Not since childhood has Faraz returned to the Mohalla, in Lahore’s walled inner city, where women continue to pass down the art of courtesan from mother to daughter. But he still remembers the day he was abducted from the home he shared with his mother and sister there, at the direction of his powerful father, who wanted to give him a chance at a respectable life. Now Wajid, once more dictating his fate from afar, has sent Faraz back to Lahore, installing him as head of the Mohalla police station and charging him with a mission: to cover up the violent death of a young girl.
It should be a simple assignment to carry out in a marginalized community, but for the first time in his career, Faraz finds himself unable to follow orders. As the city assails him with a jumble of memories, he cannot stop asking questions or winding through the walled city’s labyrinthine alleyways chasing the secrets—his family’s and his own—that risk shattering his precariously constructed existence.
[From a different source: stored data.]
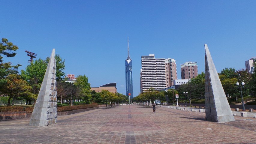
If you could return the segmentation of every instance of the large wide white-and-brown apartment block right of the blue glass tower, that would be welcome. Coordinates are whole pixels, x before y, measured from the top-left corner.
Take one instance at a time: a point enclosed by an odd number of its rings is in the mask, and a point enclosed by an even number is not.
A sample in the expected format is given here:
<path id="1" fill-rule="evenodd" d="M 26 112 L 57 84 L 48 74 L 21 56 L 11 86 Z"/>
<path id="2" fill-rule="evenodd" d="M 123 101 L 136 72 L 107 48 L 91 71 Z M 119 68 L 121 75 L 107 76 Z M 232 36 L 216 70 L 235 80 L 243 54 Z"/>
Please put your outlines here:
<path id="1" fill-rule="evenodd" d="M 173 85 L 177 79 L 176 61 L 173 58 L 155 58 L 154 54 L 141 56 L 140 88 L 162 90 Z"/>

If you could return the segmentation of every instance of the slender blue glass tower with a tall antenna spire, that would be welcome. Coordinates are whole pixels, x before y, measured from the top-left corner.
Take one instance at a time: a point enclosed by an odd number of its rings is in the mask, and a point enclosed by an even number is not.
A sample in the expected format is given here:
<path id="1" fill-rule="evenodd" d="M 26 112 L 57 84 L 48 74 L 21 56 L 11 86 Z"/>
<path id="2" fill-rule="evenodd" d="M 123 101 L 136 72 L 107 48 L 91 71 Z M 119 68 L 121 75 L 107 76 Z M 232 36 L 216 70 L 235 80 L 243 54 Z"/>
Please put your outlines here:
<path id="1" fill-rule="evenodd" d="M 129 53 L 129 38 L 128 38 L 128 57 L 125 60 L 125 93 L 126 96 L 131 93 L 131 98 L 133 98 L 132 92 L 132 61 Z"/>

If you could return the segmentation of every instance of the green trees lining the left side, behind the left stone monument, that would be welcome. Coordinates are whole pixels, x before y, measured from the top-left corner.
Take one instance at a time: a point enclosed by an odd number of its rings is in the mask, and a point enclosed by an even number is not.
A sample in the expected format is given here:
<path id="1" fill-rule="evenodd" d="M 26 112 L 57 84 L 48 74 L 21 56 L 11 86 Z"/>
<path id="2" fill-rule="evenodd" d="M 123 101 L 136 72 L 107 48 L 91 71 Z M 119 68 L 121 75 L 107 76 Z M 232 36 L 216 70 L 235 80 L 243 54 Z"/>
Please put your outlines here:
<path id="1" fill-rule="evenodd" d="M 26 104 L 32 104 L 37 99 L 44 74 L 47 69 L 49 57 L 32 61 L 25 70 L 18 72 L 20 64 L 12 65 L 11 62 L 3 62 L 3 57 L 14 57 L 18 46 L 3 38 L 0 43 L 0 96 L 8 96 L 8 104 L 14 104 L 14 100 L 26 100 Z M 55 55 L 56 59 L 56 80 L 57 80 L 57 98 L 61 101 L 66 100 L 73 105 L 73 100 L 89 102 L 113 103 L 126 101 L 126 96 L 115 94 L 109 91 L 96 93 L 91 91 L 91 85 L 86 75 L 77 76 L 76 82 L 65 82 L 65 60 L 60 55 Z"/>

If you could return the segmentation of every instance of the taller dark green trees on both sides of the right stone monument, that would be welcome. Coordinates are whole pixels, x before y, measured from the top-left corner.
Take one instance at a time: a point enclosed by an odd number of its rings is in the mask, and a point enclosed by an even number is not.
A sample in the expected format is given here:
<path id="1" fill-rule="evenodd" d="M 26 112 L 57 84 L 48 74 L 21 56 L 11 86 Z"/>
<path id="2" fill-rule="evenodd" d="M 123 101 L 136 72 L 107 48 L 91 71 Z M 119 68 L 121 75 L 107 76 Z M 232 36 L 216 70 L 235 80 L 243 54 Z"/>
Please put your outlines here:
<path id="1" fill-rule="evenodd" d="M 254 63 L 254 69 L 256 68 L 256 63 Z M 254 96 L 256 92 L 256 73 L 248 73 L 245 69 L 235 70 L 235 68 L 224 68 L 218 73 L 223 86 L 224 92 L 227 97 L 233 98 L 235 101 L 241 96 L 240 89 L 237 87 L 236 82 L 245 82 L 243 88 L 244 96 Z M 205 98 L 205 73 L 202 72 L 198 74 L 196 78 L 191 79 L 186 84 L 181 85 L 178 88 L 178 92 L 185 96 L 183 92 L 188 92 L 187 98 L 191 103 L 191 99 Z"/>

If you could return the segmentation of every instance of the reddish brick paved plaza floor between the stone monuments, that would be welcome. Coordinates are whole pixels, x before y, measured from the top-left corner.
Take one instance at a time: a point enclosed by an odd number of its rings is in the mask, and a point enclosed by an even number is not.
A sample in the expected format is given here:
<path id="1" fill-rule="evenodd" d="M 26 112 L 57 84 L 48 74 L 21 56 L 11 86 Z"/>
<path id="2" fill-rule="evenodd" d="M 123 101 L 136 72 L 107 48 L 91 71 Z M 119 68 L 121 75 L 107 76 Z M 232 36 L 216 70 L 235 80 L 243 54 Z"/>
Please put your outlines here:
<path id="1" fill-rule="evenodd" d="M 123 105 L 68 116 L 47 127 L 0 121 L 0 143 L 256 143 L 256 118 L 205 121 L 205 113 Z"/>

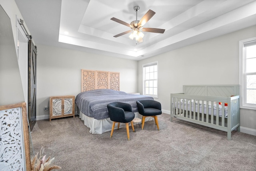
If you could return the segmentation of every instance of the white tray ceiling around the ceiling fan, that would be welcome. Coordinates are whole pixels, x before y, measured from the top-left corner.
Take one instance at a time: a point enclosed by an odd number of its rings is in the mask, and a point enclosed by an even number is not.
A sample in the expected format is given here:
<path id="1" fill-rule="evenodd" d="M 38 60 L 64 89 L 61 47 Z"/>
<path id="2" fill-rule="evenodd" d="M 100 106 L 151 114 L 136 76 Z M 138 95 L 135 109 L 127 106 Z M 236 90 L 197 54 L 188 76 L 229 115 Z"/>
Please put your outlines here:
<path id="1" fill-rule="evenodd" d="M 142 60 L 202 40 L 256 25 L 256 0 L 15 0 L 36 44 L 46 44 L 118 58 Z M 165 29 L 144 32 L 142 43 L 125 34 L 129 27 L 110 20 L 138 20 Z M 68 32 L 66 35 L 64 32 Z"/>

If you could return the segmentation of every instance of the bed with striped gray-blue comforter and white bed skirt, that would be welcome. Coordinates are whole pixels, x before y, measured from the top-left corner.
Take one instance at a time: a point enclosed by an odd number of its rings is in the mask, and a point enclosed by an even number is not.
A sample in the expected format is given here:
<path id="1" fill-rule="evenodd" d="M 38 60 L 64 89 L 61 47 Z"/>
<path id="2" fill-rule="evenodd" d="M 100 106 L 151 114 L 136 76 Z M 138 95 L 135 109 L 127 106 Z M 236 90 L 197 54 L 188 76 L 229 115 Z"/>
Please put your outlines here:
<path id="1" fill-rule="evenodd" d="M 154 98 L 147 95 L 130 94 L 113 89 L 95 89 L 79 93 L 76 96 L 75 103 L 79 117 L 84 121 L 84 125 L 90 128 L 90 133 L 101 134 L 106 131 L 111 131 L 112 129 L 112 121 L 108 117 L 108 103 L 115 101 L 129 103 L 132 106 L 135 117 L 142 118 L 138 113 L 136 104 L 136 101 L 139 99 L 153 100 Z M 148 120 L 152 119 L 149 118 Z M 125 124 L 120 123 L 120 127 L 123 126 L 125 126 Z"/>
Profoundly intimate and propulsive, The Return of Faraz Ali is a spellbindingly assured first novel that poses a timeless question: Whom do we choose to protect, and at what price?
PUBLISHERS WEEKLY
In Ahmad's simmering debut, a Lahore police officer investigates a young girl's death in the city's infamous red-light district in 1968. Faraz Ali is ordered by Wajid Sultan, the chief secretary of Punjab and Faraz's estranged father, to orchestrate a cover-up. To Faraz, the son of a kanjari, or prostitute, the assignment is an opportunity to reconnect with his mother and sister, Rozina, from whom Wajid had him removed as a child and sent to live with relatives. But after Faraz realizes the victim, Sonia, was a kanjari who was killed in the company of several influential men, his determination to seek justice for one of his own despite Wajid's order results in his exile from Lahore. The author does a good job interweaving the characters' personal drama with political unrest in Pakistan, but the constant switches in perspectives and time frames can feel jarring, and the truth behind Sonia's murder is only fleetingly hinted at. Ahmad shines the most in her piercing observations of the marginalized and oppressed: Rozina muses that loss is merely "the condition of a woman's life," while a Bengali officer resigns himself to dying in the fight for his people's independence. It is this keen eye for the vicissitudes of human life that, despite an uneven whole, demonstrates Ahmad's promise.